Eu fico feliz de poder desvendar quem me intriga. E o melhor, poder compreender tão bem essa pessoa (ok, nem tão bem assim.. pessoas assim nunca se revelam por completo) a ponto de se colocar nas situações que ela vive, sentir o que ela sente e compartilhar da opinião dela. O fato de poder criar laços com alguém que te cativa por causa da personalidade me faz voltar a acreditar que em meio a tanta hipocrisia e mau-caráter presentes na sociedade, pequenos seres insurgem só pra te mostrar que eles existem e que não vão te deixar passar sozinho pelo mundo, mas vão apoiar os teus ideais e vão compartilhar idéias semelhantes contigo, simplesmente porque elas pensam como tu e precisam ser desvendadas, assim como eu também preciso.
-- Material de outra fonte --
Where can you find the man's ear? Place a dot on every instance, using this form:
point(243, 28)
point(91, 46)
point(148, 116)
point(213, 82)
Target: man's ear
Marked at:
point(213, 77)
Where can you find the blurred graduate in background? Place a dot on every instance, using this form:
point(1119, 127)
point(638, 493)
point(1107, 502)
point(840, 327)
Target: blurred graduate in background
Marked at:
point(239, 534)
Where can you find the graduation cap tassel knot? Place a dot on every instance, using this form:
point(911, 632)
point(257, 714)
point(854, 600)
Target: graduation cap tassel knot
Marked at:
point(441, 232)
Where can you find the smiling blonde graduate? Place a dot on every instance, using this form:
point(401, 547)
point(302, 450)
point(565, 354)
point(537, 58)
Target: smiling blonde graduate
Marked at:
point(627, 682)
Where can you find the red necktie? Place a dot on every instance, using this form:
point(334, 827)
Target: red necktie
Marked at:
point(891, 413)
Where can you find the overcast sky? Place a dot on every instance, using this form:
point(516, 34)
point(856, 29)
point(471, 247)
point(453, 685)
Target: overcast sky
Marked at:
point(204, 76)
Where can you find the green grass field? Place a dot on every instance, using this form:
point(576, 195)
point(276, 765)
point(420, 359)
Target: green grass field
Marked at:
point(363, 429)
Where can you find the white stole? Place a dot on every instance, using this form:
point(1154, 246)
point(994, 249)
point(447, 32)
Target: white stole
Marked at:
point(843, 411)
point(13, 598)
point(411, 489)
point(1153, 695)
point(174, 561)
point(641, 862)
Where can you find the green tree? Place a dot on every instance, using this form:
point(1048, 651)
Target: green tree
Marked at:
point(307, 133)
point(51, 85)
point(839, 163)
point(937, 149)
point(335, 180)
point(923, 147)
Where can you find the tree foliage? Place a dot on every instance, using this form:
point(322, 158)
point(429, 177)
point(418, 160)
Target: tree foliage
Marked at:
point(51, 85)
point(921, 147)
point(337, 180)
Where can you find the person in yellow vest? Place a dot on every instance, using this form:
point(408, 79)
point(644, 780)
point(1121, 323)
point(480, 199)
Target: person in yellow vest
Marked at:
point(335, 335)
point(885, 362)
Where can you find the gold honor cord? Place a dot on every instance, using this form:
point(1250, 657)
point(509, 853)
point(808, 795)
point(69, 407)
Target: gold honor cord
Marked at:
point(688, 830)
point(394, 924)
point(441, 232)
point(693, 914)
quarta-feira, 3 de julho de 2013

Como assim?

Eu não sei muito bem o nome dessa coisa doida que eu venho sentido nas últimas semanas... Parece um misto de tensão e tranquilidade, apego e desapego, alegria e rancor, tudo junto e ao mesmo tempo. A coisa é tão estranha que se contradiz a todo tempo: é uma calma extrema que me deixa nervosa, uma alegria repentina que me deixa triste e uma confiança absurda que me deixa com um pezinho atrás.. Eu não consigo definir isso, mas eu posso dizer com todas as letras que eu tô numa fase meio estranha, carregada de coisas novas e impalpáveis.
Admito que tô com medo. Já é julho e eu sinto que perdi muito tempo nesses 7 meses que se passaram, mas ao mesmo tempo (olha a repetição de palavras tamara...) eu sei que coisas boas vem acontecendo à minha volta (isso é outra coisa bizarra, ainda não consigo definir se isso é bom mesmo). Além disso, eu ando sentindo um vazio estranho dentro de mim, uma espécie de bolha de ar que só tá ali pra impedir que algo edificante tome o seu lugar. 
Que confusão. Acho que 2013 tá meio indiferente comigo, ou melhor, tá deixando que eu tome as minhas próprias decisões e arque com as consequências delas, e isso me dá medo, porque me obriga a amadurecer certas áreas da minha vida que eu julgava "prontas" em matéria de maturidade. 
AH, SEI LÁ!
Minha cabeça tá uma doideira só... E o pior é que eu não sei o quão bom e o quão ruim isso é.